浅ましい身勝手な人々は、互いを嫌悪しながら離れられずにいる。
寄り添いあい、傷つけあい生きている。

小難しく分解する気をおこさせない、
一つの塊として厚みをもっている作品は完成度が高い。
と思う。

演劇に最近興味がある。(みてないけど)

2009年4月12日日曜日

六本木モダン

今日は、国立新美術館に行って「アーティスト・ファイル2009」を観る。

9名のアーティスト(8名は日本人)が参加していて、絵画、立体、映像と
幅広くある。作家の年齢は、若くても30半ばといったところで、
やはりこういう場に20代が参加するのは難しいのだろうか。

 * * *

夢があるならまず言葉にして人に話せ、そうすれば運が向いてくる

と言われた。

それで言葉にしていたら、口だけじゃなく動かないと、
となる。

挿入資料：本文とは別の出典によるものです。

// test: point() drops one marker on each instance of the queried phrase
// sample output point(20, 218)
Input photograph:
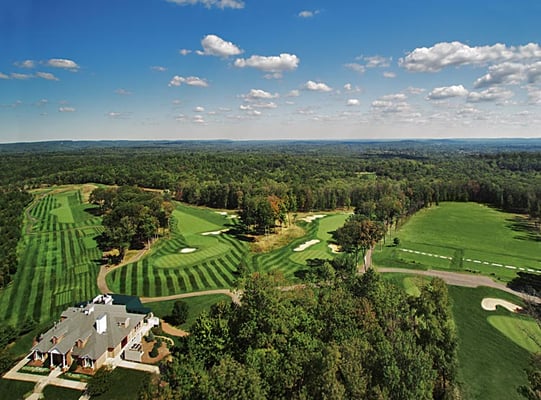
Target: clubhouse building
point(92, 334)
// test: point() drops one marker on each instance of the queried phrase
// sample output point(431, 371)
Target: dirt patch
point(281, 238)
point(163, 352)
point(173, 331)
point(304, 246)
point(490, 304)
point(334, 248)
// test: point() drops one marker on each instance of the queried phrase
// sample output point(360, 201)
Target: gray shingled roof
point(79, 323)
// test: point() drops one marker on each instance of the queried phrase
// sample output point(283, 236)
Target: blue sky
point(262, 69)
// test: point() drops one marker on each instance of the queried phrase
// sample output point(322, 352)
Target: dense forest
point(312, 175)
point(353, 337)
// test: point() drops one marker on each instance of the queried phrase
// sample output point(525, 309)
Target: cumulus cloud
point(66, 109)
point(258, 94)
point(158, 68)
point(455, 54)
point(46, 75)
point(356, 67)
point(293, 93)
point(273, 64)
point(215, 46)
point(394, 97)
point(62, 63)
point(26, 64)
point(317, 86)
point(308, 13)
point(235, 4)
point(446, 92)
point(376, 61)
point(190, 81)
point(491, 94)
point(22, 77)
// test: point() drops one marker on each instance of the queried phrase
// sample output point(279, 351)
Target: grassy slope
point(197, 305)
point(491, 365)
point(464, 231)
point(58, 257)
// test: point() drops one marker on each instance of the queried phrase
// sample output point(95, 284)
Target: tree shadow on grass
point(526, 229)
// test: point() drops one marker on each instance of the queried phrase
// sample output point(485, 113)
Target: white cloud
point(66, 109)
point(122, 92)
point(356, 67)
point(274, 64)
point(26, 64)
point(348, 87)
point(215, 46)
point(446, 92)
point(455, 54)
point(62, 63)
point(491, 94)
point(46, 75)
point(317, 86)
point(293, 93)
point(258, 94)
point(308, 13)
point(376, 62)
point(235, 4)
point(158, 68)
point(22, 77)
point(394, 97)
point(190, 81)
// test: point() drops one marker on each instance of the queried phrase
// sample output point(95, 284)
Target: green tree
point(180, 311)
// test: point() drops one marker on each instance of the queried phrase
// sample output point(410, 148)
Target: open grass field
point(197, 305)
point(58, 258)
point(289, 261)
point(465, 237)
point(491, 360)
point(200, 254)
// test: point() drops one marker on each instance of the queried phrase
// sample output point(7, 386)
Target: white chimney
point(101, 324)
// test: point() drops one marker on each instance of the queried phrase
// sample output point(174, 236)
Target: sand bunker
point(334, 248)
point(489, 304)
point(311, 218)
point(187, 250)
point(304, 246)
point(214, 232)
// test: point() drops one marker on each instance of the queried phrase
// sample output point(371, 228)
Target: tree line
point(348, 337)
point(316, 176)
point(12, 205)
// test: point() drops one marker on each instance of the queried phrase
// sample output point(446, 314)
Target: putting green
point(524, 332)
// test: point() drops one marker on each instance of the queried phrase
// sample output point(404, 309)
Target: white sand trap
point(304, 246)
point(214, 232)
point(311, 218)
point(188, 250)
point(334, 248)
point(490, 304)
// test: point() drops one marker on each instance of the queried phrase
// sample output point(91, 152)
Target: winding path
point(460, 279)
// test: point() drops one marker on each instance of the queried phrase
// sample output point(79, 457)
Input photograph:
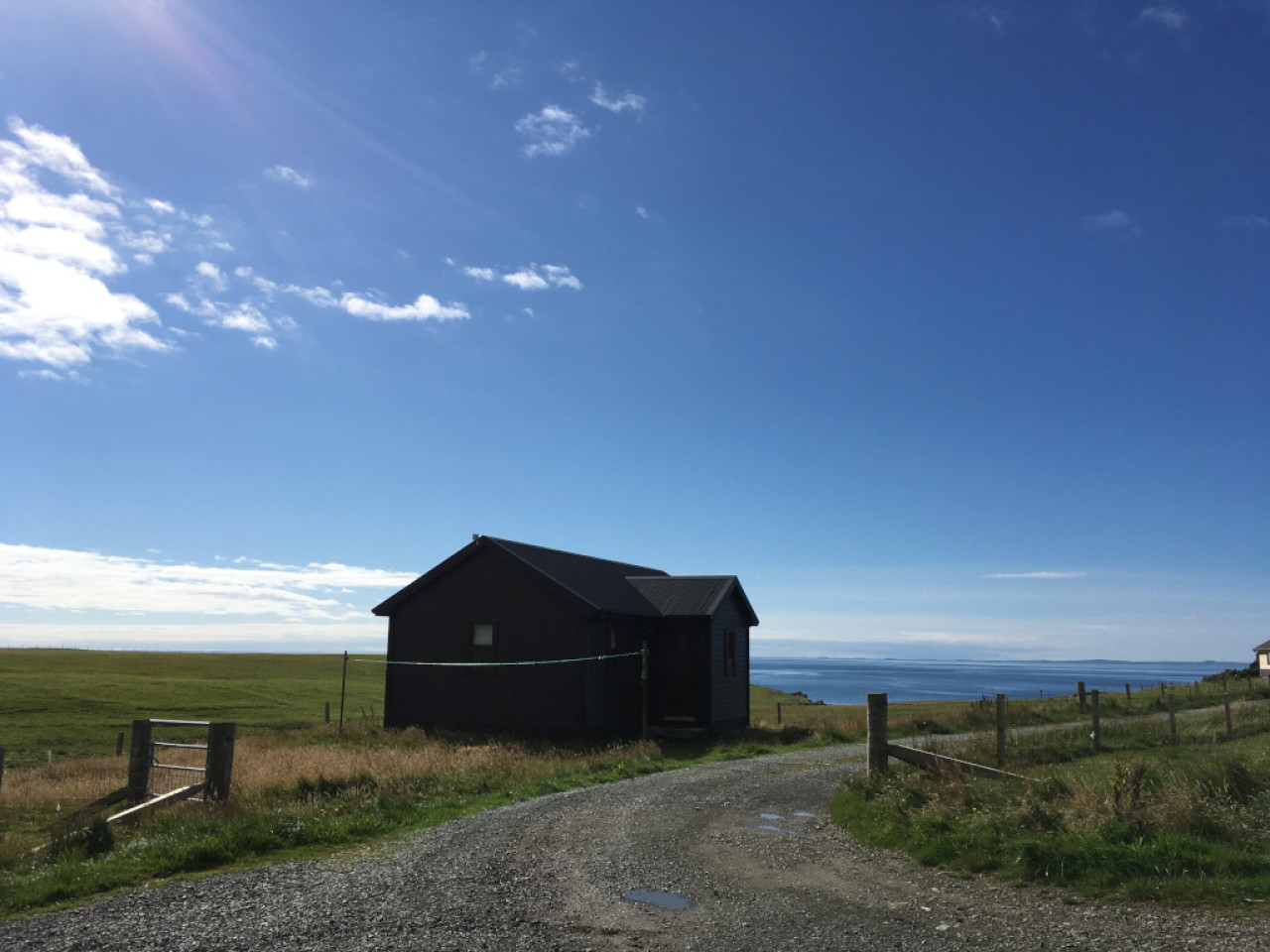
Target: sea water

そのことは本人が痛切に感じている。

 * * *

アート(僕の捉える範疇は学芸全般だが)の世界で
最も貢献できるとできることは、何だろうかと思う。
いまは“プレゼンテーション”ではないかと思っている。
これは村上隆の一部受け売りだが、アートは本来、外見だけで把握される
ものではなく、きちんと作品としてプレゼンテーションし、
伝えようという努力と、それ以前の、創作にあたっての強いメッセージと
それをどう表現するかという戦略性が必要なのである。
デュシャンが差し出した便器は、何の文脈もなければただの便器であるし、
学生の思いつきで留まってもやはり便器である。
美術という場を明晰に理解した上で、デュシャンほどの人物が
確信犯的に実行したからこそ、便器は芸術になり得た。
いまの(日本の)アートはプレゼンテーションがしょぼい。
その責任の所在が、作家にあるのかキュレーターなど周縁にあるのか、
メディアなのか、日本という市場なのか、
あるいは僕自身の勘違いなのか、まだ判然としていない。

きれいだとかかわいいだとかの表面的な感覚で処理されてしまってよし
とするなら、身内で楽しむ趣味レベルにして、小手先の技をみがけばいい。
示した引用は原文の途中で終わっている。